Sur ce dernier point, il faut être raisonnablement optimiste. Comme les autres économies émergentes, la Russie connaît la montée d’une classe moyenne moderne et contestataire. Et l’appartenance de la Russie à la culture européenne devrait faciliter l’adhésion croissante de cette classe montante aux valeurs européennes dominantes, même si aujourd’hui l’opinion publique russe apparaît très traditionnaliste.

La stabilisation démocratique de la Russie n’est pas seulement souhaitable sur le plan des principes. C’est aussi l’intérêt des Européens. Elle devrait permettre de parvenir à un partenariat apaisé qui reposerait sur la valorisation des interdépendances et complémentarités entre l’Union européenne et la Russie et sur la conscience de leurs intérêts communs face à la montée de la Chine et à l’instabilité récurrente du Moyen-Orient.

Pour aller vers cet apaisement, l’Union européenne et la Russie doivent sortir de la rivalité politique anachronique qui les oppose en Ukraine et dans les autres pays du « voisinage commun ».

Compte tenu de la situation intérieure de l’Union européenne aussi bien que de la situation de ces pays, leurs perspectives d’adhésion à l’Union ne sont certainement pas à court terme ; mais l’URSS ne sera pas non plus rebâtie. S’agissant spécifiquement de l’Ukraine, on peut craindre que ce pays ne soit durablement divisé entre deux camps, à peu près égaux en nombre, de « pro-européens » et de « pro-russes », le balancier politique donnant alternativement le pouvoir aux uns et aux autres. Avec la construction de nouveaux ports et de nouveaux gazoducs, le temps des « guerres du gaz » entre la Russie et l’Ukraine avec l’Union européenne comme victime indirecte (mais délibérément ciblée) devrait passer, même si, à ce jour, la plus grande partie du gaz russe continue à transiter par le territoire ukrainien.

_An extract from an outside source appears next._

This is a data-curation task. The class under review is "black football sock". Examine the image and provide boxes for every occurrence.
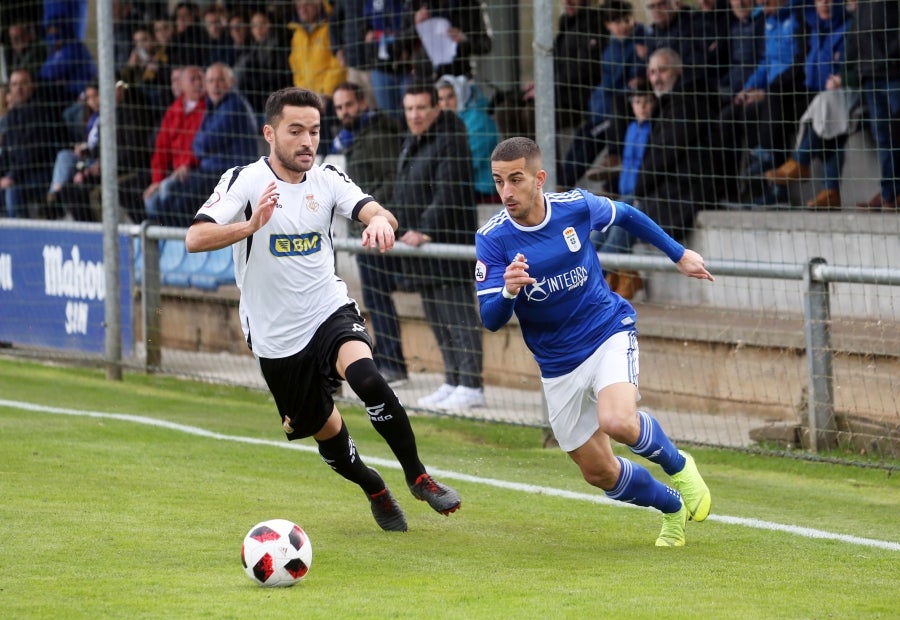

C’est pourquoi il serait sans doute possible, s’il y avait une volonté politique, à l’Union européenne et à la Russie de trouver un compromis sur leur équilibre dans la région. Cela impliquerait qu’un ou plusieurs grands pays européens prennent le risque politique de proposer les bases de ce compromis, qui pourrait reposer sur une acceptation du renforcement des liens économiques de l’Ukraine avec l’Union européenne par la Russie en contrepartie d’un abandon explicite, et donc définitif, de la perspective d’adhésion à l’OTAN et de garanties quant au maintien de ses échanges économiques existants avec la Russie. Est-ce l’intérêt de l’Union que de maintenir un climat conflictuel avec la Russie autour de la question ukrainienne ? Est-ce servir la cause de l’Ukraine que de contribuer à y entretenir le climat de tension politique ? Comme ce pays est structurellement divisé entre des populations ayant des liens très forts avec la Russie et d’autres qui sont « pro-européennes » car viscéralement hostiles à la Russie, l’acceptation explicite par l’Union européenne et par la Russie d’une sorte de situation d’« entre-deux » de l’Ukraine constituerait probablement le geste international le plus à même d’apaiser durablement la vie politique ukrainienne.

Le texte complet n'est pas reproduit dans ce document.